I love books and I can spend hours in a good bookstore. Porto’s Livraria Lello & Irmão was on my short list of places to visit in Portugal.
Livraria Lello, or the Lello Bookstore in English, is one of the most beautiful and, thanks to J.K. Rowlings, one of the most famous bookstores in the world. When J.K. Rowling lived in Porto, she began work on the Harry Potter series. She was a frequent visitor to the bookstore and the amazing central staircase was the inspiration behind the moving staircases of Harry’s Alma Mater, Hogwarts School of Witchcraft and Wizardry.
Livraria Lello began life in 1869 as Internacional Livraria de Ernesto Chardron. When Senhor Chardron passed away, the bookstore was purchased by Lugan & Genelioux Sucessores who eventually sold the bookstore to the Lello brothers in 1894. The brothers Lello decided to build a new bookstore and hired engineer Francisco Xavier Esteves to build the new bookstore on Rua das Carmelitas, in the shadow of the Clérigos Tower The new Livraria Lello & Irmão opened its doors in 1906.
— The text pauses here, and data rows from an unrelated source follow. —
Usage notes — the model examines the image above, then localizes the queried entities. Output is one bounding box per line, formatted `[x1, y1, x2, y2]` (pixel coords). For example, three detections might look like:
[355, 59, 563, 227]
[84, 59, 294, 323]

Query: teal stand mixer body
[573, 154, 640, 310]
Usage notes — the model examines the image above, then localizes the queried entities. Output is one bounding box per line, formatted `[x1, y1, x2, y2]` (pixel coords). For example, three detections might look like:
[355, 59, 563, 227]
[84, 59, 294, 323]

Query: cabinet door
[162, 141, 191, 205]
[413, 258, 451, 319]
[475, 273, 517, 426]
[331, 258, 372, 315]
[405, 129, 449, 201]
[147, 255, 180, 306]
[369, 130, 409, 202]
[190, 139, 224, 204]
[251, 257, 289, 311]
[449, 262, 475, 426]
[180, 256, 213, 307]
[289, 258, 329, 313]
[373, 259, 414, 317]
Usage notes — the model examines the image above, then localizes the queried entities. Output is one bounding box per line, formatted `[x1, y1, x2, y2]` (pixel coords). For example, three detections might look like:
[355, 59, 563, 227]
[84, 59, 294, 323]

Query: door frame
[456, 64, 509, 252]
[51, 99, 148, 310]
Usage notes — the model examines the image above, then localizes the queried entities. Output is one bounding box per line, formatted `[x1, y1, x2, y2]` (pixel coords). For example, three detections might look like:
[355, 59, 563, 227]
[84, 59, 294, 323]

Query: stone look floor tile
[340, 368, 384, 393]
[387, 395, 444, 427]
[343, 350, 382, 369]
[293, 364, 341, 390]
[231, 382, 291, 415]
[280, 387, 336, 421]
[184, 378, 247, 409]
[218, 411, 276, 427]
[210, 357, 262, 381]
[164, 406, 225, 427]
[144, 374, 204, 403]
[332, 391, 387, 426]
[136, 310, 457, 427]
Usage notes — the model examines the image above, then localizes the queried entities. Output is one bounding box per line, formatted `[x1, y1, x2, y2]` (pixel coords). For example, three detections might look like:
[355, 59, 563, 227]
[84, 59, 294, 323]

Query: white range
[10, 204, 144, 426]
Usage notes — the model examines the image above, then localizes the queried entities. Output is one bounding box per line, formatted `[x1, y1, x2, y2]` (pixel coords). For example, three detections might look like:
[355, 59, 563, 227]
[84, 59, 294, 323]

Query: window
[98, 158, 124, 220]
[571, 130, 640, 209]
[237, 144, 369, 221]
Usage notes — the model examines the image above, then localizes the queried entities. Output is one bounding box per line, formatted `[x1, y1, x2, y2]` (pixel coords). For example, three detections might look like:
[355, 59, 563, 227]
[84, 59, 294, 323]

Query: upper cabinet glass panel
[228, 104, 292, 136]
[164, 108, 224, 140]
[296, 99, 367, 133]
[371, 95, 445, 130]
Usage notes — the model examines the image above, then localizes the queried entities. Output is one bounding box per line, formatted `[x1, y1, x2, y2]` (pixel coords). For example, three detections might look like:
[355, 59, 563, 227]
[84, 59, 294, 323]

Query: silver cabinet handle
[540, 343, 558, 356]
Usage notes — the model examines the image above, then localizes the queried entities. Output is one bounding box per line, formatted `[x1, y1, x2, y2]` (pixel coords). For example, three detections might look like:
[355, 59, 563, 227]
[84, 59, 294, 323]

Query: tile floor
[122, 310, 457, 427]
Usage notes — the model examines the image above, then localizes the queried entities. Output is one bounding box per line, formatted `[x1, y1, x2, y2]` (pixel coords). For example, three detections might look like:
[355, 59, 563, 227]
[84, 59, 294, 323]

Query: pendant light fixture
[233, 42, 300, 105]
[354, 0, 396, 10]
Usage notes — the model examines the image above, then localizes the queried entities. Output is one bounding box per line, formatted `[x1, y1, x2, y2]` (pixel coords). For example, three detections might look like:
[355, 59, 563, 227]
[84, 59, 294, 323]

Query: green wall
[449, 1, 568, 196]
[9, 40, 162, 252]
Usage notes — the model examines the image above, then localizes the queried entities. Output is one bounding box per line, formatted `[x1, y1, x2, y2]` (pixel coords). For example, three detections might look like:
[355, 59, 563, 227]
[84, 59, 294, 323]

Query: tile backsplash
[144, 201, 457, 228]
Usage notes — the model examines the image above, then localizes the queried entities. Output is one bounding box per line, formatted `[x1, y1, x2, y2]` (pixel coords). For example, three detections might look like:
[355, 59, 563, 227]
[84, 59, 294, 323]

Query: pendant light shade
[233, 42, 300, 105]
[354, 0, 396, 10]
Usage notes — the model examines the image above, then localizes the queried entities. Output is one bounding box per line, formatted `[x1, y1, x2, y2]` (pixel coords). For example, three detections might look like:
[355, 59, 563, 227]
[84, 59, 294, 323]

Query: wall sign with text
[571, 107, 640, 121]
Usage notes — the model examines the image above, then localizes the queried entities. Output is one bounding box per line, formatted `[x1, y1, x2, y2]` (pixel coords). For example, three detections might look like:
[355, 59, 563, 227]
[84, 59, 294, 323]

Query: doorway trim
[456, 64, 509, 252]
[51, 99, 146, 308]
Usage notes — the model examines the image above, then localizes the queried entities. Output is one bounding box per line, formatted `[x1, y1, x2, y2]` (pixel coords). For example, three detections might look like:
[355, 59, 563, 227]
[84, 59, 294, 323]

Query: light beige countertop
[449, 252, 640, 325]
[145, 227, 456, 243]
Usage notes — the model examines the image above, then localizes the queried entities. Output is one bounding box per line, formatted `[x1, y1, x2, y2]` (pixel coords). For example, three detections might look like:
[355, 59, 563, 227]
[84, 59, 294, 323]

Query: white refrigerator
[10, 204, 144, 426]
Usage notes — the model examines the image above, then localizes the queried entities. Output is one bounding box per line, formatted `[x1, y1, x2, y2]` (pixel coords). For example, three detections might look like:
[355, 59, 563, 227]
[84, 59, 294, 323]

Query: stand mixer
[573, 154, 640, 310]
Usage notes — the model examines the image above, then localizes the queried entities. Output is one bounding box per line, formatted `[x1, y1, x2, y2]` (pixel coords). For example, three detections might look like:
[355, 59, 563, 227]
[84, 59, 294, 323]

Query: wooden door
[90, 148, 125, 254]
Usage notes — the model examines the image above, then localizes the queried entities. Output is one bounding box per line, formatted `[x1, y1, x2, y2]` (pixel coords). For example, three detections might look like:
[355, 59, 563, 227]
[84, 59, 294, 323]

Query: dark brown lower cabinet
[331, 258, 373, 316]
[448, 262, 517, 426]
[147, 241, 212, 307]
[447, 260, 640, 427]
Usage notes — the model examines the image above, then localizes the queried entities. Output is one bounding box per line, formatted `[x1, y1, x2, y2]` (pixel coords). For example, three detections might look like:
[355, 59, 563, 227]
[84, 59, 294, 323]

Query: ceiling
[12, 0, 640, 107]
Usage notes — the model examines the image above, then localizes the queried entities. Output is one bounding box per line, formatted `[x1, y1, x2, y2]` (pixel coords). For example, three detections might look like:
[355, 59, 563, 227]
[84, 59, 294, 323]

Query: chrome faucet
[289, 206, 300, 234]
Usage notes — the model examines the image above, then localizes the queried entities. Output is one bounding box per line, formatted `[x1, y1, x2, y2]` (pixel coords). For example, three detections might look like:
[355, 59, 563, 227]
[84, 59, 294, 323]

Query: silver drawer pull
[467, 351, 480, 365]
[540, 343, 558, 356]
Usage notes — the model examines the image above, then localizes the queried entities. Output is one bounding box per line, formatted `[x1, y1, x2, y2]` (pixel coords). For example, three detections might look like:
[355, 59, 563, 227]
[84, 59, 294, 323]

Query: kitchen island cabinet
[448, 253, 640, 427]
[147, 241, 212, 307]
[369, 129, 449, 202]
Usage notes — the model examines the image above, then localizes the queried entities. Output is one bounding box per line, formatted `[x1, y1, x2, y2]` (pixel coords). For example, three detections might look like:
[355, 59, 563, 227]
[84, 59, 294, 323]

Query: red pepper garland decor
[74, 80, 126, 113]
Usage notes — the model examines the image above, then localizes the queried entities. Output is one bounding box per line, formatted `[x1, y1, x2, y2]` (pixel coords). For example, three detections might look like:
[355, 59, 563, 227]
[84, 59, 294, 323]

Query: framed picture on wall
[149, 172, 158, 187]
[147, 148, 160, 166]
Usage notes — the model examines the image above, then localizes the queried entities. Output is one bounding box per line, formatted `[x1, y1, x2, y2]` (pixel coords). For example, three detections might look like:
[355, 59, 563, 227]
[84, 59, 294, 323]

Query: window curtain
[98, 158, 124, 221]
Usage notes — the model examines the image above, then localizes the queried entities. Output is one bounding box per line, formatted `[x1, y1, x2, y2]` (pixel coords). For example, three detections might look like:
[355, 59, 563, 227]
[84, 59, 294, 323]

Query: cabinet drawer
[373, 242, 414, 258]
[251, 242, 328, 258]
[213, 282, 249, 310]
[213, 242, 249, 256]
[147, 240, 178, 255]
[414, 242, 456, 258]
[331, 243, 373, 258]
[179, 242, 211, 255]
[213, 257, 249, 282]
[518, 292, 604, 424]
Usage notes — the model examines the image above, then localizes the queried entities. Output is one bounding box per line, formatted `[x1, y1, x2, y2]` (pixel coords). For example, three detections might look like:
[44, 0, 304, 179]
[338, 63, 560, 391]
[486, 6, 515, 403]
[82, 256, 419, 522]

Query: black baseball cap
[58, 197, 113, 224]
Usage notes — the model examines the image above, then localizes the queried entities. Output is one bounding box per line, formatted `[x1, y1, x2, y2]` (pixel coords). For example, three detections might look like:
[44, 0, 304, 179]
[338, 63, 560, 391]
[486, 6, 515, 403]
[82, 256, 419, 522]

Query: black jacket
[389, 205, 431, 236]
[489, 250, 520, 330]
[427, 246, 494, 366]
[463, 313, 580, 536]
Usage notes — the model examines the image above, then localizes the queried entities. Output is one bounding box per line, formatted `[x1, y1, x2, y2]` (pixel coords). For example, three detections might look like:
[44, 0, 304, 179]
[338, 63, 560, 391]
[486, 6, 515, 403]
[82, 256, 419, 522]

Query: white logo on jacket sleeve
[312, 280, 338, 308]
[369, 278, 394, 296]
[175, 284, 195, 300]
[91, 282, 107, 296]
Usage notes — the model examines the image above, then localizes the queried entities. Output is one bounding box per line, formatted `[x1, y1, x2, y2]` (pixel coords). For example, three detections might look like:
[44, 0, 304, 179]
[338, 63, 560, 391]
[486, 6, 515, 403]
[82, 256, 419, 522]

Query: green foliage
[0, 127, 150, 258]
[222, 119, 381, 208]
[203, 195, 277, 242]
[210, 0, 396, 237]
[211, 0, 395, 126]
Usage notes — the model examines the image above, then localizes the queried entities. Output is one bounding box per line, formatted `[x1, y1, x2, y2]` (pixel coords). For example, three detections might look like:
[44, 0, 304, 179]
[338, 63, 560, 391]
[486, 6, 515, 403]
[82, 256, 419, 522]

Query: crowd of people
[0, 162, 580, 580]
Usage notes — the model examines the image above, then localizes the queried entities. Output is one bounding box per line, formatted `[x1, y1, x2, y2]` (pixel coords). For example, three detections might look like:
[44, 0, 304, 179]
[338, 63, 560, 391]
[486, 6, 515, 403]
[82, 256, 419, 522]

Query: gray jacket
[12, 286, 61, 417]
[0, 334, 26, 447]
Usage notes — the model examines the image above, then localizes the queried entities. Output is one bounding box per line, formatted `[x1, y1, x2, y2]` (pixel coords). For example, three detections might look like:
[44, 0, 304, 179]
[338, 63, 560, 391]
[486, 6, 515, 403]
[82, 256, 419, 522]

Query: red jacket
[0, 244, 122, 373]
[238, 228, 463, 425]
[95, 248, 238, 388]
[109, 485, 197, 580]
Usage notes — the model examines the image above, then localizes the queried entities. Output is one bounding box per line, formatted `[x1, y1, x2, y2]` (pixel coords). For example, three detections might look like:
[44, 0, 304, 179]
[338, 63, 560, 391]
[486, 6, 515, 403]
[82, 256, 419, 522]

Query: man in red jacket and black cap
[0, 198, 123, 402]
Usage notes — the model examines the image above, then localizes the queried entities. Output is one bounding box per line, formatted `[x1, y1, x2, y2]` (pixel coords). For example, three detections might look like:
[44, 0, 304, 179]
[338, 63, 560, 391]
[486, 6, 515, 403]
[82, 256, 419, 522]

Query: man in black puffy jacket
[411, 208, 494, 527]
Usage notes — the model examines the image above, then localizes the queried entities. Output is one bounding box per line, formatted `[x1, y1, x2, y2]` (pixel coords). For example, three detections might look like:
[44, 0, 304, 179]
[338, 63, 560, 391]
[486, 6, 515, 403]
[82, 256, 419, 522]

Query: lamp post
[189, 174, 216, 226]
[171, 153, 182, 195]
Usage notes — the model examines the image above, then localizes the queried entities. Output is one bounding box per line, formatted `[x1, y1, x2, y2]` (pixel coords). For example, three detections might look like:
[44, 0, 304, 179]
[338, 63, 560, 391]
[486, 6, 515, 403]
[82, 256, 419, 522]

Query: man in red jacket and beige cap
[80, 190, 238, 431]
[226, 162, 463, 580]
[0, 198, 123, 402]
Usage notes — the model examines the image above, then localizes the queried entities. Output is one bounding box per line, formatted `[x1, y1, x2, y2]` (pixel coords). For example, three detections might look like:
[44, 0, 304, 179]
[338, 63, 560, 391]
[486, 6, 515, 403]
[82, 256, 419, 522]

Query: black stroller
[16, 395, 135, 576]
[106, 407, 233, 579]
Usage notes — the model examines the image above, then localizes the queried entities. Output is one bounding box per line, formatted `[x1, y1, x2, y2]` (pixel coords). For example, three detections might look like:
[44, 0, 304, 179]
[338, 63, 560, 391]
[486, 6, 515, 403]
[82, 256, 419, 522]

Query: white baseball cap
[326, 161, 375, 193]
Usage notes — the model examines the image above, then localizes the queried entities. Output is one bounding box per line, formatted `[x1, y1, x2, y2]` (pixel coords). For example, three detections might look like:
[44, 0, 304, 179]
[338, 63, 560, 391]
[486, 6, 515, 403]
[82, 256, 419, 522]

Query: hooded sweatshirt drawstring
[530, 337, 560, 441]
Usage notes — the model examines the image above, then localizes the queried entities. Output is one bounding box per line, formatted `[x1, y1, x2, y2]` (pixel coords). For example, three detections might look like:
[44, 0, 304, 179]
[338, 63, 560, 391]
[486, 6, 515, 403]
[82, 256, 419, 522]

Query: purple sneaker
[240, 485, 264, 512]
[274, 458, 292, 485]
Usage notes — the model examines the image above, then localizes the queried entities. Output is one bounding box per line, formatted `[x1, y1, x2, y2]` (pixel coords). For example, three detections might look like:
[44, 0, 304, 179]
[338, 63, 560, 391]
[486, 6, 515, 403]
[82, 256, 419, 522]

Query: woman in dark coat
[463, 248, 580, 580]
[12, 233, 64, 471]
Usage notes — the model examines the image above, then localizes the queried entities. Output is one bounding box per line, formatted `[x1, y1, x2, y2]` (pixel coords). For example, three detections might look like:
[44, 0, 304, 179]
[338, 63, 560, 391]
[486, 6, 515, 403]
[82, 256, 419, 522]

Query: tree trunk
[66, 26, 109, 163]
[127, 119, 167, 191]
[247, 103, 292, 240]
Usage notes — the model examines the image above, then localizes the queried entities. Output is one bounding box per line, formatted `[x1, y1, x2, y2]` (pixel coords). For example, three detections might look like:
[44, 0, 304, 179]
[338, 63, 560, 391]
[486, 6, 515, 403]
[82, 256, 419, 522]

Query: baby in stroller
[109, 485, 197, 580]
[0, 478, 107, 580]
The bookstore is truly beautiful. The exterior is a Neo-Gothic with vivid Arte Nouveau paintings, including the two figures of Art and Science, painted by Professor José Bielman. Just above the door, in gilt lettering, the name “Livraria Chardron” celebrates the early history of the bookstore.
The bookstore saw an increase in visitors who, driven by the popularity of the Harry Potter books, just wanted to see the interior that gave birth to the fantastic architecture of Hogwarts. Because most of the visitors were not actually there to make a purchase, Livraria Lello began charging an admission fee in 2015, with the price of the admission ticket being deducted from the price of any book purchase.
The interior is truly special. There are busts of some of the greatest Portuguese writers, including Eça de Queirós and Camilo Castelo Branco, The interior has a lot of art deco touches, including the stained glass skylight and the famous forked staircase. The interior seems to be of wood, but it’s actually plaster painted to look like wood.
As you can see from the photos, browsing through the books is a bit of a chore. You have to fight your way through the hundreds of visitors. We did manage to look through the cookbooks but, alas, the selection of English language Portuguese cookbooks was extremely limited. Once I’ve learned enough of the Portuguese language to read in the language I’d love to go back to peruse the selection of Portuguese classics. What I’ve read so far- Jose Saramago, Eça de Queirós and Fernando Pessoa- have whetted my appetite for more Portuguese literature.
My dream is to be able to visit Livraria Lello when there are no crowds so I can browse the shelves for literary treasures that may be hidden there. And while I’m searching for treasure maybe I’ll try to catch a few photos of this amazing store.